Bergen provides high efficiency power plants for district heating, industrial CHP, commercial greenhouses and tri-generation.
WHAT IS CHP?
Combined Heat and Power (CHP), also known as cogeneration, is a technology that simultaneously generates electricity and useful thermal energy (such as heat or steam) from a single energy source. This technology is designed to improve overall energy efficiency compared to traditional methods of separate electricity generation and heat production, which can be less efficient and more wasteful.
In a CHP system, the primary energy source is used to drive a generator that produces electricity, and the waste heat generated during this process is captured and used for various heating or cooling applications.
The key advantages of CHP are:
- Increased Efficiency:
CHP systems can achieve high levels of efficiency, often exceeding 80%, compared to around 40% efficiency in conventional power plants.
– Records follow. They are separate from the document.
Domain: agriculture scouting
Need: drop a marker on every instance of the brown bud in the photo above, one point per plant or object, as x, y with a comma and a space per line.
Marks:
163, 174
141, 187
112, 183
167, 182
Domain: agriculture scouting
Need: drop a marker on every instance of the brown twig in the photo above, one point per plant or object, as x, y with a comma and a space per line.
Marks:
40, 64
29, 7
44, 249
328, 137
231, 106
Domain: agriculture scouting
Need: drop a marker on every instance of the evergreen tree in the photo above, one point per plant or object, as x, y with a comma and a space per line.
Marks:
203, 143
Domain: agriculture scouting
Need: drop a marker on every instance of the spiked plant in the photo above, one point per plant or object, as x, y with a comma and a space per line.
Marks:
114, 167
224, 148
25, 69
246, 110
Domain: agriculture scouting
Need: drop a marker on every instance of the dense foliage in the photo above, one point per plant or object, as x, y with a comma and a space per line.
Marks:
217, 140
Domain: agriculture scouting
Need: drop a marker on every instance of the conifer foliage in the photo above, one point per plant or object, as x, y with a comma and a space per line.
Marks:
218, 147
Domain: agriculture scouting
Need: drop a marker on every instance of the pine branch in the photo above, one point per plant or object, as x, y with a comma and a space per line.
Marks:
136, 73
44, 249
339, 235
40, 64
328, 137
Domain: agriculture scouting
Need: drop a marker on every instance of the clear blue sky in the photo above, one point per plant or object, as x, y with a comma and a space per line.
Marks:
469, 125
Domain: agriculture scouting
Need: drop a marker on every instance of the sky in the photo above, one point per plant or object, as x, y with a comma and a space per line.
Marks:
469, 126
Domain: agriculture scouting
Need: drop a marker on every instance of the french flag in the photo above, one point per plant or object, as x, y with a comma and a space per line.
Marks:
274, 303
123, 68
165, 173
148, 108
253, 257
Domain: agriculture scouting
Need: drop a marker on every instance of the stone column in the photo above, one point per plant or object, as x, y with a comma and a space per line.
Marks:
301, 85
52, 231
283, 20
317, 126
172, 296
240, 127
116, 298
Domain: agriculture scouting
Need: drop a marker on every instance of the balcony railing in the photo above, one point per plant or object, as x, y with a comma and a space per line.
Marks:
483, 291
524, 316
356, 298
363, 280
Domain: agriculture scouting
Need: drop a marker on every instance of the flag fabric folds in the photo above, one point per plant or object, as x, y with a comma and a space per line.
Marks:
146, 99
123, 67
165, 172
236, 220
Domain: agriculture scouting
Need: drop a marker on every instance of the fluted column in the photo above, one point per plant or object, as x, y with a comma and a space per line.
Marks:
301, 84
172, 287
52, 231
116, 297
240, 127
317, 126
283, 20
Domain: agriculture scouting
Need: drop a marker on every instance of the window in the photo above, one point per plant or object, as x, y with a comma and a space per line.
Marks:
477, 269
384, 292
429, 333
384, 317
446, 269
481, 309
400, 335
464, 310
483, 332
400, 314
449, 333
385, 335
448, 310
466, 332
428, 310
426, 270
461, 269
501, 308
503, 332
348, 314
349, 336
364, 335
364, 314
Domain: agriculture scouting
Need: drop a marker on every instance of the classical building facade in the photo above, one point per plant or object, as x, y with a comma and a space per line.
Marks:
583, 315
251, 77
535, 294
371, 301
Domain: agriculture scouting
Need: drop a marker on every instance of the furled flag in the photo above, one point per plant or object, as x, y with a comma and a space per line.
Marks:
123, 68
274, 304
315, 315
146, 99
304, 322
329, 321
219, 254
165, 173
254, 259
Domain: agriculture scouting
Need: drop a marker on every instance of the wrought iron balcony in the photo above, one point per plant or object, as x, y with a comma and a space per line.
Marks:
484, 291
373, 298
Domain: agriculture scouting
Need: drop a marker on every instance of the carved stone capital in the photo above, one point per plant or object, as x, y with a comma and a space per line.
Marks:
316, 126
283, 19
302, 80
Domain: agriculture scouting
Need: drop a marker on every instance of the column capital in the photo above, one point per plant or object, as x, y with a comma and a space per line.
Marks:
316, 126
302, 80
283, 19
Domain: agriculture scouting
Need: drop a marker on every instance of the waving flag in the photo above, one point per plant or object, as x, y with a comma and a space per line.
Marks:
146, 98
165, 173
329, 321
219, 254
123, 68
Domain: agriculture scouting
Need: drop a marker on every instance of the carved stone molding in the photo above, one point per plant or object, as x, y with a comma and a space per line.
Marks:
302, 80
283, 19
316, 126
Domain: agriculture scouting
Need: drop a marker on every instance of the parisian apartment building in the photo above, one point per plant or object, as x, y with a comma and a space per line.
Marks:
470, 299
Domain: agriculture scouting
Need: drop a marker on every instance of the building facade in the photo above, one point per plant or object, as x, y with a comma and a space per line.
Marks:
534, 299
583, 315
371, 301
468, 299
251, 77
This means that more of the input energy is converted into useful power and heat.
- Energy Cost Savings:
By using waste heat for space heating, water heating, or industrial processes, CHP can reduce the overall energy consumption and costs for a facility.
- Environmental Benefits:
CHP systems can reduce greenhouse gas emissions and air pollution because of their improved energy efficiency and the use of cleaner energy sources, leading to a lower carbon footprint.
- Grid Resilience:
CHP systems can provide backup power during grid outages or disruptions, enhancing the resilience of critical facilities and reducing the risk of downtime.
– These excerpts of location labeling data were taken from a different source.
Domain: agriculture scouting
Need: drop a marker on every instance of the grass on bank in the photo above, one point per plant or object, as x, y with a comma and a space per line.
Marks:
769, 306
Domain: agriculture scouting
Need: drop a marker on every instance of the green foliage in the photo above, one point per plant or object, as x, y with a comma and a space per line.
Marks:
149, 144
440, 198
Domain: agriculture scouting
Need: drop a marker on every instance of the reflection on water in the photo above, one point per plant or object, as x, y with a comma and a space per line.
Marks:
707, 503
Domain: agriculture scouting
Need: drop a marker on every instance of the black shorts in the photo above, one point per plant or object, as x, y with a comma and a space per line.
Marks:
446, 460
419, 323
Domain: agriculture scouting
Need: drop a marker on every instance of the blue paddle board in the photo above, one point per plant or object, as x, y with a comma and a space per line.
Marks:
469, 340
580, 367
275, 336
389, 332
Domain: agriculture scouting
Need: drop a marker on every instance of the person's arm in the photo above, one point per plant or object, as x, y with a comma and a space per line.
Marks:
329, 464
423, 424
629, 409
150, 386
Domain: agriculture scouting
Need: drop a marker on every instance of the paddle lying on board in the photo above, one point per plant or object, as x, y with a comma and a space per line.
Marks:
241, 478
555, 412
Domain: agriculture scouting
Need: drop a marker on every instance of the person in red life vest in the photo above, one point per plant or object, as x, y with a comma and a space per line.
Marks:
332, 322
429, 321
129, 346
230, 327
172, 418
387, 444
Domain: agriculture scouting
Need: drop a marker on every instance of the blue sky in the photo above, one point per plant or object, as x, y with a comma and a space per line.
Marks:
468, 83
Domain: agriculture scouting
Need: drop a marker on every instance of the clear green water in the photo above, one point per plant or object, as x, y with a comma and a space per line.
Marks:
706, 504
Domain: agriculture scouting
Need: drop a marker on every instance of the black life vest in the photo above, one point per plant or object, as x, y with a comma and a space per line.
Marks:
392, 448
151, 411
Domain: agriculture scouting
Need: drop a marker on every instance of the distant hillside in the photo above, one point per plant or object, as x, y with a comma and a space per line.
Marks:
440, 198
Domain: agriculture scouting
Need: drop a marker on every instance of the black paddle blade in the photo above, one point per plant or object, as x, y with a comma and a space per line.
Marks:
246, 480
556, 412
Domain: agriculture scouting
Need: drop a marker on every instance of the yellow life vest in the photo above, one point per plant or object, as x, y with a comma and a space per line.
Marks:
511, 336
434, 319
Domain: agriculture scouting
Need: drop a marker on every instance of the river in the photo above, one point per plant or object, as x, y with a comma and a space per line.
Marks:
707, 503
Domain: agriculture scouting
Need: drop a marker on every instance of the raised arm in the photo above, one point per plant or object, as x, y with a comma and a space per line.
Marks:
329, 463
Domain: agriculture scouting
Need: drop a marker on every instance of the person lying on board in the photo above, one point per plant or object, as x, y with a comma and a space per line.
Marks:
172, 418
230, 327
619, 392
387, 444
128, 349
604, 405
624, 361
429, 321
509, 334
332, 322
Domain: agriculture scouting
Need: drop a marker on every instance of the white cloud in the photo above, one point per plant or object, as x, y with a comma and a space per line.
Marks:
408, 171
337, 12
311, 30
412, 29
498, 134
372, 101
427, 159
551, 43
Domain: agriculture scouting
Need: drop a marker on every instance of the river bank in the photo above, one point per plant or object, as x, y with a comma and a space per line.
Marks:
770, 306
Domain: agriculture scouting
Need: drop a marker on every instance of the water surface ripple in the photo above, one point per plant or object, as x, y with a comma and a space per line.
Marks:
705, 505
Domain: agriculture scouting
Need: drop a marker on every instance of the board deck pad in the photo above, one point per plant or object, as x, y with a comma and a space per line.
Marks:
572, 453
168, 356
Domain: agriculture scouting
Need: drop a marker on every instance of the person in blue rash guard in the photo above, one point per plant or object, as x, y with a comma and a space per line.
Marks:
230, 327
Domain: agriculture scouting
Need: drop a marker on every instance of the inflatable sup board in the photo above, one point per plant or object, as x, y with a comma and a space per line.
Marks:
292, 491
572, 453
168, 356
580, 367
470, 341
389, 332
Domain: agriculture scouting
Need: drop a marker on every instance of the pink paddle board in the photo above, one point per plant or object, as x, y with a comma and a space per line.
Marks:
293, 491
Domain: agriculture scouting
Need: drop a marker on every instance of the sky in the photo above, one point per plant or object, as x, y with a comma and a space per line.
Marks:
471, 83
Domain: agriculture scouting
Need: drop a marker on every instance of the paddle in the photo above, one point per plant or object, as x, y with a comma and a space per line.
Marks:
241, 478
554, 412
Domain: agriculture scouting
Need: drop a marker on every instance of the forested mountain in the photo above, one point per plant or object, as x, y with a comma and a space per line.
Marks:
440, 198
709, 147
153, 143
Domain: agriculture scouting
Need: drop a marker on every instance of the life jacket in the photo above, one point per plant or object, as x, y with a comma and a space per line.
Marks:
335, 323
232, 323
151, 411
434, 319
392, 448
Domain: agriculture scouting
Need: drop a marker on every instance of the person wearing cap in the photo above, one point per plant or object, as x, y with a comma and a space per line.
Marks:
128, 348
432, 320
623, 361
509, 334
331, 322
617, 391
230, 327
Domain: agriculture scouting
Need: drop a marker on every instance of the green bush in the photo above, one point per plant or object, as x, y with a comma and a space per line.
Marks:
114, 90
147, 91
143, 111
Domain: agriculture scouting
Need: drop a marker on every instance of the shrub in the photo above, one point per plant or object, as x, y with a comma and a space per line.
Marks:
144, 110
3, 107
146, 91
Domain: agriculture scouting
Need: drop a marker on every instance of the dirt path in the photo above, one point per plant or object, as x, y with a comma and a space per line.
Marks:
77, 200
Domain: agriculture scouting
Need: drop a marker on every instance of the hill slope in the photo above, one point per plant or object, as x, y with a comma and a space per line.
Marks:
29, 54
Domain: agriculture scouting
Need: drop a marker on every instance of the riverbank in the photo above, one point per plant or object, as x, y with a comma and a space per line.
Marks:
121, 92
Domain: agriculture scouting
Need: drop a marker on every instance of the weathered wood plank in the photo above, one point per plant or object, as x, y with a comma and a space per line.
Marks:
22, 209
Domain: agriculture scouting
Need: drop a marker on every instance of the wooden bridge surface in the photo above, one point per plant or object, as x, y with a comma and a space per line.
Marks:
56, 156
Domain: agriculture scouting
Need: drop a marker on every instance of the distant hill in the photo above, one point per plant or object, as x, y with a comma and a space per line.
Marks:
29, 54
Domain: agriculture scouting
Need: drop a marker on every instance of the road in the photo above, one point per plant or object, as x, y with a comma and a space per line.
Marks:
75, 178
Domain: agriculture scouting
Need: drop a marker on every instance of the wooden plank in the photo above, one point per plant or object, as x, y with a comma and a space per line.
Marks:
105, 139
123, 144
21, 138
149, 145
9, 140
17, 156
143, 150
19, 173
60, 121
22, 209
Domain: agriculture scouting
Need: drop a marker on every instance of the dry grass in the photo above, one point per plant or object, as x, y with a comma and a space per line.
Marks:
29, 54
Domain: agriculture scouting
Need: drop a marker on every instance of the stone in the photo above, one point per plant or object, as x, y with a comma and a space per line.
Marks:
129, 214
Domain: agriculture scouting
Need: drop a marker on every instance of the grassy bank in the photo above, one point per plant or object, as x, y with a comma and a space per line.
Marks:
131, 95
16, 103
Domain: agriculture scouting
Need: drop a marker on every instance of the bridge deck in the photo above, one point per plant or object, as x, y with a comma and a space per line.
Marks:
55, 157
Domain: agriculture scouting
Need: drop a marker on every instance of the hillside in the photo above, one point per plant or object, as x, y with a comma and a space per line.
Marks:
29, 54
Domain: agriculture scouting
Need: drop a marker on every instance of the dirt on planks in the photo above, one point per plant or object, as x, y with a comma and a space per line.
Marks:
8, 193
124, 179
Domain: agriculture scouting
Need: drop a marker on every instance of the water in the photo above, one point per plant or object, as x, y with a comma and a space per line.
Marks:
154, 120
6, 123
Utilization of CO2 for Greenhouses
Combined Heat and Power (CHP) plants offer several key advantages to greenhouses. They enhance energy efficiency by simultaneously producing electricity and useful heat from a single energy source, reducing energy costs and reliance on external power sources. CHP plants can also improve greenhouse resilience during power outages and reduce carbon emissions by operating on cleaner energy sources, making greenhouse operations more environmentally sustainable. Furthermore, they provide cost-effective heat for greenhouse heating, contribute to enhanced plant growth by supplying controlled carbon dioxide (CO2) enrichment, and offer better control and management of energy production and distribution. Once cleaned, carbon from the engines can be used in greenhouses to boost their growth rate. This way the natural CO2 levels in the greenhouse atmosphere is enriched to fertilize the growth, by creating the perfect environmental balance.